Wednesday, March 29, 2006
Good: Multiplayer, control, online, Prime "feel" replicated
Bad: Some reused rooms and bosses, deathmatch only MP mode if you have no friends
Metroid Prime is critically one of the best video games of all time. With its unique blend of action, ways to uncover the story, feeling of solitude, original boss battles, spot-on control and the best environmental puzzles bar none, it beautifully articulated the storied 2D franchise in 3D. With the DS's Metroid Prime: Hunters, Nintendo took on the daunting challenge to replicate those elements enough to maintain that "feel" on the less capable hardware and less spacious media.
It worked, meaning the "feel" was replicated, but not necessarily the depth due to the limitations of the DS media. Regardless, replicating that "feel" is a significant accomplishment, especially considering the lukewarm reception of the demo everyone played one year ago.
The Alimbics are a mysterious race that left behind artifacts when they disappeared. Samus and the Federation are responding to an obscure communication that suggests the key to ultimate power lies in the Alimbic Cluster. Samus's mission is to find this power before it falls into the wrong hands.
Those "wrongs hands" come in the form of different bounty hunters like the Noxus, Spire and Kanden. Each have their own abilities and weapons and you will find them peppered throughout the single player experience.
In the first level, things unfold just like a Prime game. Samus travels to a planet, gets out of her ship and moves toward the critical point on her map. The environments are lush and finely detailed. The enemies respond well. The control with the stylus is stunningly accurate after getting used to it. The puzzles are fun, but a little easy as you would expect for the first level. Even the first boss battle is original and rewarding.
And then it comes: the trademark "we gotta get out of here" timer that suggests something big is going to blow up and take you with it if you don't get out of there. So you race back through the level with some ways blocked off and a bounty hunter appearing to stop you from getting back to your ship. But once you do, nothing blows up, no explanation is given as to what the rush was and that's when you realize the world isn't as progressive as the original Prime. You have to travel from planet to planet to uncover different artifacts. While that isn't necessarily a bad thing, the arbitrary timer race is.

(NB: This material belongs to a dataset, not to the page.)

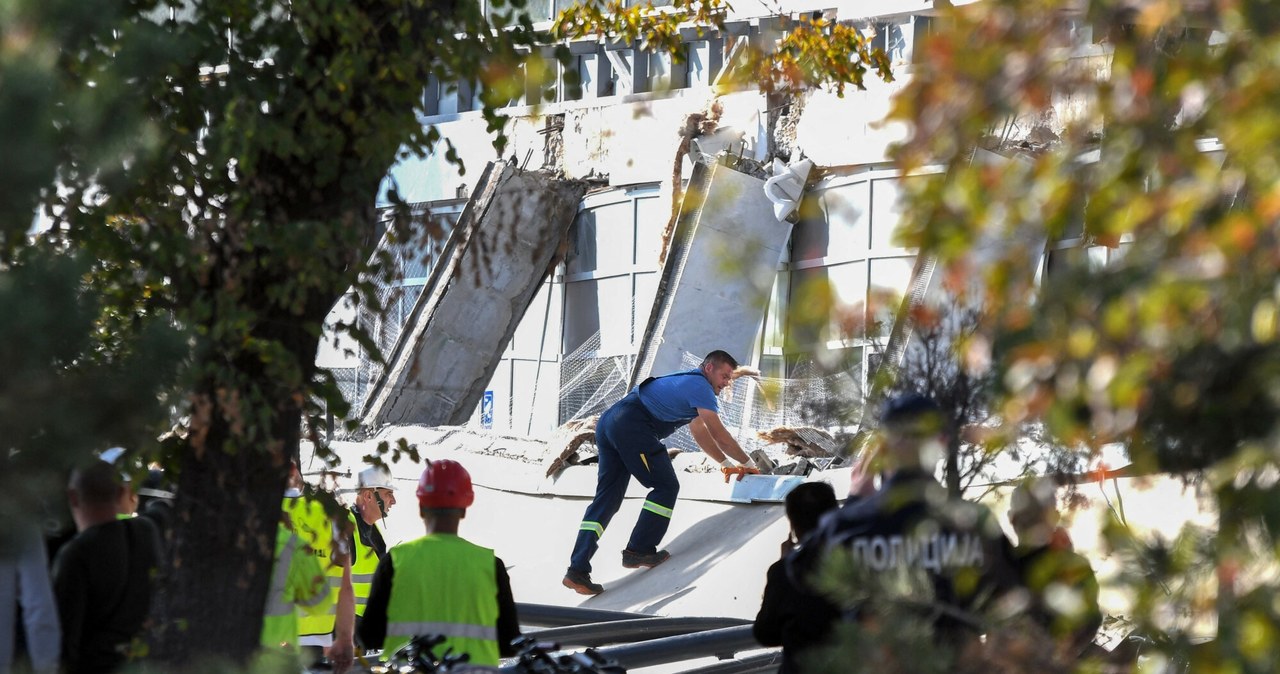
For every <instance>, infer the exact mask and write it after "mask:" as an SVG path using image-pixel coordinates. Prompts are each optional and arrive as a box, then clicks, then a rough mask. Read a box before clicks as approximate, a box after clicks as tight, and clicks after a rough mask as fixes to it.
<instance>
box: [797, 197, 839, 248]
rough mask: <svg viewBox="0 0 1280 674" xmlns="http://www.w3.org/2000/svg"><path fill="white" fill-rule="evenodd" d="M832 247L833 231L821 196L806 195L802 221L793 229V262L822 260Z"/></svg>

And it happens at the end of most levels, never revealing justification for doing so.
As you progress, the puzzles really don't stretch beyond lock and key types, so the focus becomes almost purely on action. While the Primes for Gamecube were arguably First-Person Adventures, Hunters can be faithfully called a First-Person Shooter.
Don't get me wrong, it can be a bit of a bummer to experience the shift, but when you realize the scope of what is being accomplished on the handheld, you'll jump out of your seat even if some room designs and boss battles are recycled.
The single player experience alone would land Hunters in the solid 90 range, but the multiplayer modes for which we've been clamoring forever are finally included and are online.
As you bookmark friends and rivals, you can play with three other people in a gaggle of fun modes. Although the names and items are different, half of the modes resemble the typical capture the flag, king of the hill and deathmatch types. The Prime Hunter mode makes the designated hunter lose power, only regaining it by killing others. Whoever kills the hunter becomes the hunter and the goal is to acquire a certain amount of time as the hunter. You can even add bots to the matches if you are down one or two friends.
You can choose between Samus and all the bounty hunters you've killed in single player mode. Each one has its own strengths and weaknesses. The multiplayer maps are designed very well and are finely tuned for the four player limit. If you don't have any friends bookmarked, you'll be bafflingly limited to deathmatch online. But all you need is to get a few and you're set for the wide array of modes available.
Despite the four player limit, multiplayer is surprisingly robust, fun and lag-free. You can even chat with your buddies in the pregame lobby, which is also surprisingly clearer than many cell phones.
The sound is impeccable, featuring a wide array of clear grunt samples, great weapon effects and faithful replications of the Prime tunes we're used to. The graphics do get a little jaggy and repeated at times, but the overall package is lush and beautiful, very reminiscent of the GC Prime games.
Prime joins Mario Kart DS as one of those no-brainer titles any DS owner must purchase. The single player mode is good enough to warrant the asking price, but the robust online multiplayer seals the deal, finally taking the series to the obvious next level.